As far as the spectator’s interest is concerned, moreover, there’s never any real contest between greenhorn Nuke and smoldering Crash. The movie is geared in a number of ways to stroke and reward an older generation’s resentment against callow youth. Most of the best laughs are at Nuke’s expense, and the excesses of Millie, the younger baseball groupie, are similarly designed to make Annie seem more discerning and appealing than she might otherwise appear. The more ridiculous Nuke and Millie are made to appear, the more glamorous Crash and Annie become, even in the pathos of their aging.

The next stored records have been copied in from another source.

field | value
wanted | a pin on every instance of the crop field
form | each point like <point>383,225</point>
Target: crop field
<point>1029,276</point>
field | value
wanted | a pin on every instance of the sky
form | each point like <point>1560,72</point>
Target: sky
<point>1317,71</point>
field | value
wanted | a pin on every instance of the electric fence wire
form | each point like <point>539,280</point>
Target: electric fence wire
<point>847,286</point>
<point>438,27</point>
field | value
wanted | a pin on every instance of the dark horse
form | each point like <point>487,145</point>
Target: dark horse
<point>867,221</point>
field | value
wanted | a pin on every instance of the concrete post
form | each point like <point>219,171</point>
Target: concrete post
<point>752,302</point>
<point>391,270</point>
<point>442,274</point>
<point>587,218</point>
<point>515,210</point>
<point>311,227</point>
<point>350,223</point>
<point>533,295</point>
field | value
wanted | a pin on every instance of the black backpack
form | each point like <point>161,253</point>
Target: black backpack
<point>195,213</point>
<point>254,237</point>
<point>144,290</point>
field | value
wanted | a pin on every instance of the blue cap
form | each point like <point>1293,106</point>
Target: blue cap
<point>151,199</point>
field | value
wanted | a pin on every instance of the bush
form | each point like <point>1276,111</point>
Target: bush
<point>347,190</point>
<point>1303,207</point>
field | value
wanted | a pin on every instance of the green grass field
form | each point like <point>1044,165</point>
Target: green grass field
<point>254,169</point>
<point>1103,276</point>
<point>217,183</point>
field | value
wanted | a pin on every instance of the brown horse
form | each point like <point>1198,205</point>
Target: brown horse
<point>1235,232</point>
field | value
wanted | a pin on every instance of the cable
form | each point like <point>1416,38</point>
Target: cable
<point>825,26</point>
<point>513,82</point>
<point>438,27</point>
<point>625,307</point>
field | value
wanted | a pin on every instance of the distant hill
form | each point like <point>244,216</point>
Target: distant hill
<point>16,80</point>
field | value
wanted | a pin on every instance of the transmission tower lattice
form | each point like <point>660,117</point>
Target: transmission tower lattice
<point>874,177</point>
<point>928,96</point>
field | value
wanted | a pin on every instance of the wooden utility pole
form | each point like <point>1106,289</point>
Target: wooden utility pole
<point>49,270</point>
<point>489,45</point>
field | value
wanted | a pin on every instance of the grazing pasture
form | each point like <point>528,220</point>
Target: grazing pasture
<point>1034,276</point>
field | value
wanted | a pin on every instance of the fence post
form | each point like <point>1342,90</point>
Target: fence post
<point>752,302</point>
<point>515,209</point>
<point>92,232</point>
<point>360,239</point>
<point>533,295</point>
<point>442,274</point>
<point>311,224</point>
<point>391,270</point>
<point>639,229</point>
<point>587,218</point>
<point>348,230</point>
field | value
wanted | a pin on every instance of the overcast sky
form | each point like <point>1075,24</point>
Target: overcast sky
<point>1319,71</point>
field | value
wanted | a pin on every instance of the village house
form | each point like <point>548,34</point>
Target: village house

Insofar as baseball is something of a boy’s game, Bull Durham is infused with both the joys and the gaucheries of boyhood and is also concerned with the difficulties of growing beyond it. The movie is smart enough to acknowledge the homosexual undertones in the tension between Crash and Nuke — mainly through its spokesperson, Annie, who notes these tendencies early on, apparently so we can more easily dismiss them. But lockerroom misogyny and related attitudes (batting averages are compared like penis sizes) are still close to the heart of what gives this movie its energy, and the use of Annie as a narrative voice turns out to be rather deceptive. In the final analysis, she’s not so much a speaker as an amplifier; the two male speakers get plugged into her at different stages in the plot.

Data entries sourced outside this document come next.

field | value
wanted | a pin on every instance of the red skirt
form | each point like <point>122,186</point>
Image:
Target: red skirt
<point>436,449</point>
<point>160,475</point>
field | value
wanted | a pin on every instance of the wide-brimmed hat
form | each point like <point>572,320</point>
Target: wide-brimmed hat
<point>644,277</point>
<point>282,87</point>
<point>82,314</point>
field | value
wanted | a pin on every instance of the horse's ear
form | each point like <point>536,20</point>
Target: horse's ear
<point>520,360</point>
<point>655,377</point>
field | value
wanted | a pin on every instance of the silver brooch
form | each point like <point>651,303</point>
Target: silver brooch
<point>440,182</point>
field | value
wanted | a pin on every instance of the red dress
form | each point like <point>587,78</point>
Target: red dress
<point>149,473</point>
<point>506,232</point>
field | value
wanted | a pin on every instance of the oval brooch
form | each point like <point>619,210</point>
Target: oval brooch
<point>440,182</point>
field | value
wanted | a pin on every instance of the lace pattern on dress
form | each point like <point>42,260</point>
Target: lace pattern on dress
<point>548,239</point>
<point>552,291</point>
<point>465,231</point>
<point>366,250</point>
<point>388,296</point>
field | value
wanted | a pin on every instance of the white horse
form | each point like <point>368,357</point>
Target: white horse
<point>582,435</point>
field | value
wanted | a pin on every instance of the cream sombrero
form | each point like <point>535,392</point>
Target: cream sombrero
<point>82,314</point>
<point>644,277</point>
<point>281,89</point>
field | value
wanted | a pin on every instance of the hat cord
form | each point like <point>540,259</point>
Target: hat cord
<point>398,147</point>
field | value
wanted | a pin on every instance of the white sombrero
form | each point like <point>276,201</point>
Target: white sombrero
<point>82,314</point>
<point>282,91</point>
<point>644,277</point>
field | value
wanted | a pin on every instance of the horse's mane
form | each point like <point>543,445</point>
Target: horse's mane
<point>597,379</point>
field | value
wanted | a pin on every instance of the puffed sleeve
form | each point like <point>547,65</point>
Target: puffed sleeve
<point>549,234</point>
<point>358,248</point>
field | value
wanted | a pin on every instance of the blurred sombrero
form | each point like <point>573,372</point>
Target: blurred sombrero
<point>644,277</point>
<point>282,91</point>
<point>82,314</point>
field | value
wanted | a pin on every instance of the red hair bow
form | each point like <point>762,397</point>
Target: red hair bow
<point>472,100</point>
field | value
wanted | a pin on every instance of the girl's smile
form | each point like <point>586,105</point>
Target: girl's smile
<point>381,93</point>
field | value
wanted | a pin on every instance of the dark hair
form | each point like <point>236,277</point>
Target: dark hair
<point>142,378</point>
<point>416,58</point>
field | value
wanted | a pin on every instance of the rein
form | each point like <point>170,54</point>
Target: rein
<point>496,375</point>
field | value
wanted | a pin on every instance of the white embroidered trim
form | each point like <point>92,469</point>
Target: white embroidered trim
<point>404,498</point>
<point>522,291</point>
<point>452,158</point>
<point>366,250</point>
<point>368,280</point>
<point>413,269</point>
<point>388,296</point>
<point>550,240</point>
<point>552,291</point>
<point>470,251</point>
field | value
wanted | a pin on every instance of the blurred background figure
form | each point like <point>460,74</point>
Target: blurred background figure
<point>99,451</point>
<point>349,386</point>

None of this really invalidates Bull Durham — one does not, after all, go to a baseball comedy looking for affirmations of feminism — but it does indicate some of the conditions for enjoying it; the laughs and euphoria remain firmly lodged at the center of the movie, when Crash and Nuke are both involved in the game. A nostalgic, old-fashioned Hollywood movie, Bull Durham uses its uncharacteristic intelligence more as a smoke screen than as a direct route into its subject. That is not necessarily much of a problem, but it can be if you see the movie twice.